Ecco una disarmante ricostruzione delle ridicole pseudo-prove degli USA contro Assad: blog, pagine facebook, meme, messiscene degli squallidi elmetti bianchi.
Ma non disperate, americani: da questo uomo moderno genuflesso tutto vi è concesso. Anche spararle così grosse pur di avere un imbarazzante appiglio per sganciare le vostre coraggiose bombe.
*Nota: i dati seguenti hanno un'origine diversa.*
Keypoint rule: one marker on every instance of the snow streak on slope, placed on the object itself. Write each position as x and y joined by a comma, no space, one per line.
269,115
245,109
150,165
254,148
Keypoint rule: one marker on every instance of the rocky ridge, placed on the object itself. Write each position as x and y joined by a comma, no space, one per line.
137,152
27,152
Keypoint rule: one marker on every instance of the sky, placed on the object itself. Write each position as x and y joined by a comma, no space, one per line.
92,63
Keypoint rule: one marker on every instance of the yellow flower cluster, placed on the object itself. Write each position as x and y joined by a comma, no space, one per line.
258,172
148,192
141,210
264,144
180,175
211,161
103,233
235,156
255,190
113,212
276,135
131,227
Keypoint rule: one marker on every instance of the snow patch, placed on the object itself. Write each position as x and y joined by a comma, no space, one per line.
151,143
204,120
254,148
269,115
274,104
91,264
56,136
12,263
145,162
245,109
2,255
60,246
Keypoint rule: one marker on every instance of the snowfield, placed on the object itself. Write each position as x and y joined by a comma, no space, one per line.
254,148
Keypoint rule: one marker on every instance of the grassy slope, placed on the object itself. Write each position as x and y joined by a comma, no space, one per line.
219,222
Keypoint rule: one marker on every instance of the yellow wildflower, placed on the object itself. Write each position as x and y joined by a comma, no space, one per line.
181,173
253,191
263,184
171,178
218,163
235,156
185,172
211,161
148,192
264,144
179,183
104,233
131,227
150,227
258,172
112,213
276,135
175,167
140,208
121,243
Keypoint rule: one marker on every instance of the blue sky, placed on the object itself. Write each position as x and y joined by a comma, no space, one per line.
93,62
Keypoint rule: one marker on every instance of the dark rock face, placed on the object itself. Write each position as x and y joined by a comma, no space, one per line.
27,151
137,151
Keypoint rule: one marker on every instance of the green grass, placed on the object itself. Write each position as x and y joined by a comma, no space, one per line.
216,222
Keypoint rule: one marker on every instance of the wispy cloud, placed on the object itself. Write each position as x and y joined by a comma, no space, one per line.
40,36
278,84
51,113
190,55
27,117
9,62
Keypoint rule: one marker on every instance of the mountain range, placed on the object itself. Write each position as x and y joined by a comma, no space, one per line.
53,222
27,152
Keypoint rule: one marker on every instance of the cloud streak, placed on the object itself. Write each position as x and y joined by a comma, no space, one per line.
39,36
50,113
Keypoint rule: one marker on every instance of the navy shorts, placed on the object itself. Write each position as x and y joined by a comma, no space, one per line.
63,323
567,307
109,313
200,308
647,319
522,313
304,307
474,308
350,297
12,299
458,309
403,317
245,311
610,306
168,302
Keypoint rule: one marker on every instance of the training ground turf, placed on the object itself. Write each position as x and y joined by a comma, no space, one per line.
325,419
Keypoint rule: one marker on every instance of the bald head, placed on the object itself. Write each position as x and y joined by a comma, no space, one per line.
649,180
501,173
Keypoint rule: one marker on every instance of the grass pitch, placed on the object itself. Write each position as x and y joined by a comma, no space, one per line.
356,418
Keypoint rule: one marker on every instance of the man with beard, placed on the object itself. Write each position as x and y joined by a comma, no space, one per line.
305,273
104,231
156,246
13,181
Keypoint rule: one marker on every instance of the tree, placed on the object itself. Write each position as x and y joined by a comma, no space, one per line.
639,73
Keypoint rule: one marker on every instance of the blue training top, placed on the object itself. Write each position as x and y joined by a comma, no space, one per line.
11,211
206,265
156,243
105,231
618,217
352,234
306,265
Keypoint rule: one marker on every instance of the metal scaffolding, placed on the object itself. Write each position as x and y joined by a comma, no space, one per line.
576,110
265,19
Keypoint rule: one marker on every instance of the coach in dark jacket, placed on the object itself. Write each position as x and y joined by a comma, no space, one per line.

Ovvero, conscio di essere in procinto di sparare la più colossale sequela di stronzate della sua vita, roba da far impallidire le scuse più patetiche dopo una sbronza molesta, il nostro anonimo funzionario cita subito le fonti principali su cui si basa il report e, quindi, l’accusa statunitense contro Damasco e Mosca: “Pro-opposition social media reporting”! Cavolo, ma siete meravigliosi, altro che “Una pallottola spuntata” e “Hot shots”, qui siamo alla poesia pura! Per capirci, dopo aver millantato il possesso di prove incontrovertibili, basate si diceva su tracciati satellitari, la Casa Bianca convoca i giornalisti e li intrattiene con le stronzate scritte dai blog e dagli attivisti anti-Assad, gli stessi che hanno garantito premi e riconoscimenti internazionali a quel Circle du Soleil della messinscena bellica che sono gli “Elmetti bianchi”!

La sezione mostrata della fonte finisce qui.